There’s something sad about what American physicians have become. Many of the young physicians I’ve talked to are so terrified by the prospect of a malpractice suit and already burnt out by dealing with insurance and electronic medical records. They practice medicine by following treatment algorithms and are barely aware of how much various treatments cost, even though their patients can be devastated by an unexpected cost. The country doc mentality exemplified by my mom, grandfather, and the vets of today has disappeared.
In fact, if you want a real sign of the times, the last time I visited my mom, she told me that it was probably for the best that neither me or my brothers became doctors. For a Jewish woman (and a doctor herself, no less) to tell her son that she’s glad he’s not a doctor? You know things are real bad.
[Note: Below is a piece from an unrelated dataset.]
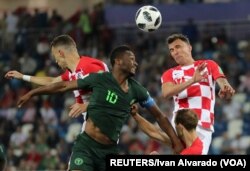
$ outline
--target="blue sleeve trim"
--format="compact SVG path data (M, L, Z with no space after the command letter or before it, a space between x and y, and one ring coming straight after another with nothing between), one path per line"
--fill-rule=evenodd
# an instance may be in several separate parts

 Insurance costs for doctors are crazy compared to vets, especially malpractice insurance. The malpractice insurance of an average veterinary practice is $350 a year. The malpractice insurance of a family doctor is $13,000 a year, while an obstetrician’s insurance can cost $71,000 a year. You have to pay this before you see patients. So, doctors often have to work for hospitals just so the hospitals will pay their malpractice insurance.
 The biggest contributors to these are the twin demons of prior authorization and electronic medical records. Prior authorization is when health insurance companies require doctors to ask for permission to perform specific services for specific patients. This is incredibly time consuming (14.4 hours per week as of 2020) and also demoralizing for the physicians, as the ultimate decision on how to treat a patient is often not made by the highly-trained physician or the patient in need, but instead by a 25 year old making 40k/year reading off a script over the phone.
Electronic medical records, by contrast, are what they sound like. However, like any software built to spec (rather than for the end user), they are horrendous to use. Doctors spend roughly as much time on their electronic medical records as they do on seeing their patient. The two of these are additive, so, assuming a 40 hour work week, doctors are left with only about 1.5 days per week to actually practice medicine.